The reserves showed an improvement from $14.472 billion reported on August 2, 2024, reflecting a positive trend for the country’s economy. The SBP’s official reserves alone saw a notable increase, rising by $119 million to $9.272 billion, compared to $9.153 billion the previous week.
Similarly, commercial banks also contributed to this upward trajectory, with their foreign exchange holdings increasing by $54 million, bringing their total to $5.373 billion by the week ended August 9, 2024, up from $5.319 billion a week earlier.
Market analysts have attributed this rise in reserves to a combination of factors, primarily the steady inflow of remittances and export receipts. The consistent flow of remittances from Pakistanis living abroad has provided much-needed support to the country’s foreign exchange position, while the export sector has shown resilience in the face of global economic challenges, further bolstering the reserves.
Experts believe that the situation is poised to improve even further in the coming weeks, as Pakistan is expected to receive additional inflows from the International Monetary Fund (IMF) under the Stand-By Arrangement (SBA). These anticipated funds are likely to provide a substantial boost to the country’s foreign exchange reserves, enhancing economic stability and investor confidence.
The recent increase in reserves is a positive sign for Pakistan’s economy, which has faced significant challenges in recent years. The improved reserve position is expected to ease pressure on the Pakistani rupee, stabilize the exchange rate, and provide the government with more flexibility in managing the country’s external obligations.

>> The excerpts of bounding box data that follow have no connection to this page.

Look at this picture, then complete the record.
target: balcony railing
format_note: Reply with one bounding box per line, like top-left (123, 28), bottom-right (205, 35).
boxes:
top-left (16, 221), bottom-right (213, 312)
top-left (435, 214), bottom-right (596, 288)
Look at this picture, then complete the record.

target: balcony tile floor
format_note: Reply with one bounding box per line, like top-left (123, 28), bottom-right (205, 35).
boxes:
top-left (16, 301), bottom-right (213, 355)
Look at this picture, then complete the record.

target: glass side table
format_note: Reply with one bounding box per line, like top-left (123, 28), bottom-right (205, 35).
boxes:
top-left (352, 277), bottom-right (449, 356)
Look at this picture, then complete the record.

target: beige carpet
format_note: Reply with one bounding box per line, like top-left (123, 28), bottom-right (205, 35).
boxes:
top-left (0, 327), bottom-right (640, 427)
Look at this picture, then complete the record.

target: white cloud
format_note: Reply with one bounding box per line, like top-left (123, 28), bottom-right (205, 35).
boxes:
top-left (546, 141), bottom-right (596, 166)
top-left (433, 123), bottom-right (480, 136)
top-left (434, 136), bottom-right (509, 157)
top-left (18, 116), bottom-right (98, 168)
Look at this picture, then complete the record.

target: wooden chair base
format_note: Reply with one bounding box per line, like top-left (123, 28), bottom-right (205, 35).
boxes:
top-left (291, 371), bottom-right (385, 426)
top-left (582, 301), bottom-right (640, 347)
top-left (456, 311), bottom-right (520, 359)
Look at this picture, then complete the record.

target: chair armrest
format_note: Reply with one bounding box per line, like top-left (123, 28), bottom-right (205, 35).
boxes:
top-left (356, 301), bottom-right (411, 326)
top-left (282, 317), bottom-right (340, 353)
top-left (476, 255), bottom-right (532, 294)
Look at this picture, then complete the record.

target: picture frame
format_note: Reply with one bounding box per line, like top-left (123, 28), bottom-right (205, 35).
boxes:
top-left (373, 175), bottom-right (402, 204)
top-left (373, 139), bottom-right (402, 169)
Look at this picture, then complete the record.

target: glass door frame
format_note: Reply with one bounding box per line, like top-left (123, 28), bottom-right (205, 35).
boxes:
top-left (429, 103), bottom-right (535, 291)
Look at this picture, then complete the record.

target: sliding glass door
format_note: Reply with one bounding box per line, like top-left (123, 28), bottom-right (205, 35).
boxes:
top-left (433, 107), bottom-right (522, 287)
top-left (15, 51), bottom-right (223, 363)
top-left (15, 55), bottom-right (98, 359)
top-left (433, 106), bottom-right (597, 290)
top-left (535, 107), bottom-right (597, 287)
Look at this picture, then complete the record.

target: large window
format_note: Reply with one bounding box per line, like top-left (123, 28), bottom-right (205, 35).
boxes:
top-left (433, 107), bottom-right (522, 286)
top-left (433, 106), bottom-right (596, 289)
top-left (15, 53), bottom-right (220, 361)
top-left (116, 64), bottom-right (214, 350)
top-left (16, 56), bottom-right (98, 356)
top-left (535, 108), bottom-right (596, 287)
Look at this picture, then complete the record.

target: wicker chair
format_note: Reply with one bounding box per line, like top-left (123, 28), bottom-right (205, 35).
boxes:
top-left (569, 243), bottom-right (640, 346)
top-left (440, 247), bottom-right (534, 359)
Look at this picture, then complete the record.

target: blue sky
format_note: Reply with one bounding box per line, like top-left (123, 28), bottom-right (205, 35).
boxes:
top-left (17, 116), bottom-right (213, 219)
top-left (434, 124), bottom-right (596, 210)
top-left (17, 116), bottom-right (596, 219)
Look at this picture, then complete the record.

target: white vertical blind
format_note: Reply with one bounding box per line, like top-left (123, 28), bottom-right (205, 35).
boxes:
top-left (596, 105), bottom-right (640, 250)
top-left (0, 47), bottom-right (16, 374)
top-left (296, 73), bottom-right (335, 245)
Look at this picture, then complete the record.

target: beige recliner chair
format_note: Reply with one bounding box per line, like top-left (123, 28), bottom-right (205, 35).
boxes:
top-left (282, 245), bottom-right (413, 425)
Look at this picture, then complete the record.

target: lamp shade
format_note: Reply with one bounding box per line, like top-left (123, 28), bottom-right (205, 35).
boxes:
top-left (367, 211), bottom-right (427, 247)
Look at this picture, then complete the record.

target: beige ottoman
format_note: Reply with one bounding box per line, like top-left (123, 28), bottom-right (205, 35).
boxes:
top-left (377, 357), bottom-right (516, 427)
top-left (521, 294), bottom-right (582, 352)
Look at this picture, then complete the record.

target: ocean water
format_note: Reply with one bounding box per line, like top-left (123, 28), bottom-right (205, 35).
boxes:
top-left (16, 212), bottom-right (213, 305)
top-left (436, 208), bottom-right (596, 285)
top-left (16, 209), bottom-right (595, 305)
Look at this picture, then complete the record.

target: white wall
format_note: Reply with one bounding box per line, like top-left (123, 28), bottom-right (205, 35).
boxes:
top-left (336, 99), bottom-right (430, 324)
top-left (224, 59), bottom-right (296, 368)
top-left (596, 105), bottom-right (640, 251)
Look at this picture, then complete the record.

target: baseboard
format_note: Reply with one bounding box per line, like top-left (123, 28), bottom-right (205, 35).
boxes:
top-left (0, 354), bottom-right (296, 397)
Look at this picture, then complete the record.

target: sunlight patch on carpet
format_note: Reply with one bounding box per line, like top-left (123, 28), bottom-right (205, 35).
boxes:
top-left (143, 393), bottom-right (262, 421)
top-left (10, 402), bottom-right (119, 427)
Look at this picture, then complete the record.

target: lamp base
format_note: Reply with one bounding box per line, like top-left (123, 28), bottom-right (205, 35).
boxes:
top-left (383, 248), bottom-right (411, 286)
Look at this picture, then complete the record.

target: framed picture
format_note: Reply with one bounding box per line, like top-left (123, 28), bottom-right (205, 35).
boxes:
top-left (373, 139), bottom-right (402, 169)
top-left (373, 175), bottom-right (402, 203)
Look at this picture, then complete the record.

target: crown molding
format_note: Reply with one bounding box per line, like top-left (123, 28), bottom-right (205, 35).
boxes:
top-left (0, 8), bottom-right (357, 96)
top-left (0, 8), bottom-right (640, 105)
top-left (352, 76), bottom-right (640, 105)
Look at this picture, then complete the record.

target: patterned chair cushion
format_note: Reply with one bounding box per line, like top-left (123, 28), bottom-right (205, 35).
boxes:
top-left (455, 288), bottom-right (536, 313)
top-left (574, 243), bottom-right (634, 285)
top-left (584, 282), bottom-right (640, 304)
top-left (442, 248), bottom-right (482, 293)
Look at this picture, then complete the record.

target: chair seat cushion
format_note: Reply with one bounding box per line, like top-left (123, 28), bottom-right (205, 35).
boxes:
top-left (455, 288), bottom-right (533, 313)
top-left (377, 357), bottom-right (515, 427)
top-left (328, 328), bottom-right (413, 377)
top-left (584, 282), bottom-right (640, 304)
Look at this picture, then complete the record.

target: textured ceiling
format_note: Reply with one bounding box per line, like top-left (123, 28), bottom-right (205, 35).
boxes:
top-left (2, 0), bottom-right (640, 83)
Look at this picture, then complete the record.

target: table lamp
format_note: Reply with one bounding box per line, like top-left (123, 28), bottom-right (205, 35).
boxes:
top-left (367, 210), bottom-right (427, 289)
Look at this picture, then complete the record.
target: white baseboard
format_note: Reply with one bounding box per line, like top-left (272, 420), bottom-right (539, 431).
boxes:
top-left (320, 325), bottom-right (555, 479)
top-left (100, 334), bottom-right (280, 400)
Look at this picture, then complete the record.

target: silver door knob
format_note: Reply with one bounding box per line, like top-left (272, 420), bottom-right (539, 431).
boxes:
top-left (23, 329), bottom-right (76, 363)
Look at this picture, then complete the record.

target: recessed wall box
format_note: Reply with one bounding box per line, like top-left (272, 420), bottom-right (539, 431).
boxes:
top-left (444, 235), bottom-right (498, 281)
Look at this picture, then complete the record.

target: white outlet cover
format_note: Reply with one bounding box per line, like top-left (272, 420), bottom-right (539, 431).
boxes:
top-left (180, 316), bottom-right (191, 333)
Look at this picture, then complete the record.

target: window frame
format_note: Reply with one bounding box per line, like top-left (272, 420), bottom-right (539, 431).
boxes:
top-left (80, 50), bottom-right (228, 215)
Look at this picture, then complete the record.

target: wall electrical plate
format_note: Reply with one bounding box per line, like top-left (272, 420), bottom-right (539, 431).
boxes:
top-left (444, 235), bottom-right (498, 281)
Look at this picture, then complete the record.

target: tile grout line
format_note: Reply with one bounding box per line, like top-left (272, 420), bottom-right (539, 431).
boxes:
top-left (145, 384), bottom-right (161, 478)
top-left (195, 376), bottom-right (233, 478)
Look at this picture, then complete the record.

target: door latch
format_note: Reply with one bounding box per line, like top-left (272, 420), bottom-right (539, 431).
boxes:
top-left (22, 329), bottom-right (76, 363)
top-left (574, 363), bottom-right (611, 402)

The government and central bank are likely to continue focusing on policies aimed at attracting foreign investment, increasing exports, and ensuring the steady inflow of remittances, all of which are crucial for maintaining a healthy reserve position and supporting long-term economic growth.
As the reserves continue to rise, there is cautious optimism in the market, with experts urging the authorities to maintain prudent fiscal and monetary policies to safeguard these gains and ensure sustainable economic development.